Assessing the importance of words in the queryThe evaluation principle is simple. It is necessary to determine to which cluster the request as a whole is, and then select the words as far as possible from the center of this cluster. Such words will be the main, and the rest - clarifying.
./importance vectors.bin
Enter word or sentence (EXIT to break): buy pizza in Moscow
Importance buy = 0.159387
Importance pizza = 1
Importance = 0.403579
Importance Moscow = 0.455351
Enter word or sentence (EXIT to break): download twilight
Importance download = 0.311702
Importance twilight = 1
Enter word or sentence (EXIT to break): Vladimir Putin
Importance Vladimir = 0.28982
Importance Putin = 1
Enter word or sentence (EXIT to break): Nikita Putin
Importance Nikita = 0.793377
Importance Putin = 0.529835
Vladimir for Putin - the word is almost unimportant.

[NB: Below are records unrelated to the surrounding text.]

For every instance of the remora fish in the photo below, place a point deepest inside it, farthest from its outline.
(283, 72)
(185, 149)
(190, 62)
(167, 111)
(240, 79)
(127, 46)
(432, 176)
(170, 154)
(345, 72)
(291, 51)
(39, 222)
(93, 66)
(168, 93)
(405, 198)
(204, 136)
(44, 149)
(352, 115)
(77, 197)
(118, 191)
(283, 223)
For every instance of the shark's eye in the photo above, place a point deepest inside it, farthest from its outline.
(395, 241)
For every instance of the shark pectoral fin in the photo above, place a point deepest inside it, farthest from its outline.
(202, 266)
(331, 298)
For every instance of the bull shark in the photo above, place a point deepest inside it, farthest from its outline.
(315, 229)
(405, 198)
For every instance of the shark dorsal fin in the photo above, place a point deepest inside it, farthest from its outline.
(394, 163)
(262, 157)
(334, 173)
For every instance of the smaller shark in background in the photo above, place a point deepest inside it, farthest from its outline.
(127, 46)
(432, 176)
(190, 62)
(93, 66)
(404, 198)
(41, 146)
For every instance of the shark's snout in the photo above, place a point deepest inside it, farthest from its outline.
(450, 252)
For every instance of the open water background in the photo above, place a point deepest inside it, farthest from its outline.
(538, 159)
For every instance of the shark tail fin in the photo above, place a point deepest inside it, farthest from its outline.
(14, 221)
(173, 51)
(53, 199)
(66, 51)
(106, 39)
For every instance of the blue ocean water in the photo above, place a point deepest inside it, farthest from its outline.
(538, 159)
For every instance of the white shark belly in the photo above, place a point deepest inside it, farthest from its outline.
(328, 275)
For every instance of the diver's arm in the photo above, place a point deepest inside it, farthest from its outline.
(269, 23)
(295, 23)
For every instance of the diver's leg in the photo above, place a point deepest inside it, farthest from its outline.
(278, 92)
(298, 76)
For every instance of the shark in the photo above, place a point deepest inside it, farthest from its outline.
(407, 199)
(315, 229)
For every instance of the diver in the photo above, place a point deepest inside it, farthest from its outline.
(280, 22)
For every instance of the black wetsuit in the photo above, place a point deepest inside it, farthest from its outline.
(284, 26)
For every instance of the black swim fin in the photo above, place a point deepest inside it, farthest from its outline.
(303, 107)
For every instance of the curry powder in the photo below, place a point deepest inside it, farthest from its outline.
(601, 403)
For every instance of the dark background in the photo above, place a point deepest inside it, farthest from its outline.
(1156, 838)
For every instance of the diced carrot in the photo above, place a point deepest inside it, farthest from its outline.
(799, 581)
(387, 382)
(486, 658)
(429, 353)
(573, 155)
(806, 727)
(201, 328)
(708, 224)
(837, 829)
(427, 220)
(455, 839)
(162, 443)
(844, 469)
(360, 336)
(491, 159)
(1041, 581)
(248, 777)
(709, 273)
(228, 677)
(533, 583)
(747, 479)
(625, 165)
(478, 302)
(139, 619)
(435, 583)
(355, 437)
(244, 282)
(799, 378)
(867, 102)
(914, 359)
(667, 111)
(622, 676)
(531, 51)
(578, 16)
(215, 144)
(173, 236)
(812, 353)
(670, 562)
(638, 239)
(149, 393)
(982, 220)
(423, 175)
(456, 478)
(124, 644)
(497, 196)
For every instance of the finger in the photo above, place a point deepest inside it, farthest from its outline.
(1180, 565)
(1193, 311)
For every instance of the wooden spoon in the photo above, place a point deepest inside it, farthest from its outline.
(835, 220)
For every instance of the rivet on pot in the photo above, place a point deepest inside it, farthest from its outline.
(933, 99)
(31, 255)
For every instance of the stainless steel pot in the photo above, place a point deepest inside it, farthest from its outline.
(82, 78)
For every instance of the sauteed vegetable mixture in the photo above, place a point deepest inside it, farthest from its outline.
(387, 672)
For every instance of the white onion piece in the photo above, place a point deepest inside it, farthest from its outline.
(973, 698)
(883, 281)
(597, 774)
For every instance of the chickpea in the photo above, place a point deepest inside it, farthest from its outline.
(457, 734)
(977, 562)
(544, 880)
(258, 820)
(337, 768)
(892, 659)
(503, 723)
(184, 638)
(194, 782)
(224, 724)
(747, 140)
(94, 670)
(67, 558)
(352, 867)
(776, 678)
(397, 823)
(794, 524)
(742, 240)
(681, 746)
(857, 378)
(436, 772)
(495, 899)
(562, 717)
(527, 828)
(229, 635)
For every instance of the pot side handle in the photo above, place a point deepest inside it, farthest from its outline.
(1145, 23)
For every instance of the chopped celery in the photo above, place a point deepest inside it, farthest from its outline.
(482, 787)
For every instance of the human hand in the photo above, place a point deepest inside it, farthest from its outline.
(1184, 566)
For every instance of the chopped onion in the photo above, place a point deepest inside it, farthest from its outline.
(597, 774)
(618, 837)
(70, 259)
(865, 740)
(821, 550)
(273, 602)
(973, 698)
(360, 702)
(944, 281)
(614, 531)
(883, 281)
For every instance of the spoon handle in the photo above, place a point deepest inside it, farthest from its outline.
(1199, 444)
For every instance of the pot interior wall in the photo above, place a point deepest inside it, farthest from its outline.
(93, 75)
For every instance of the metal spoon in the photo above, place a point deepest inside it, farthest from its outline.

Almost all Putin, found on the Internet - Vladimir. But Nikita Putin - on the contrary, Nikita is more important. Because it is necessary to choose Nikit from all Putin on the Internet.
findingsAs such, the findings here are few. The technology works and works well. I hope that this post will be used as an illustration in Russian to those features that are hidden in Word2Vec.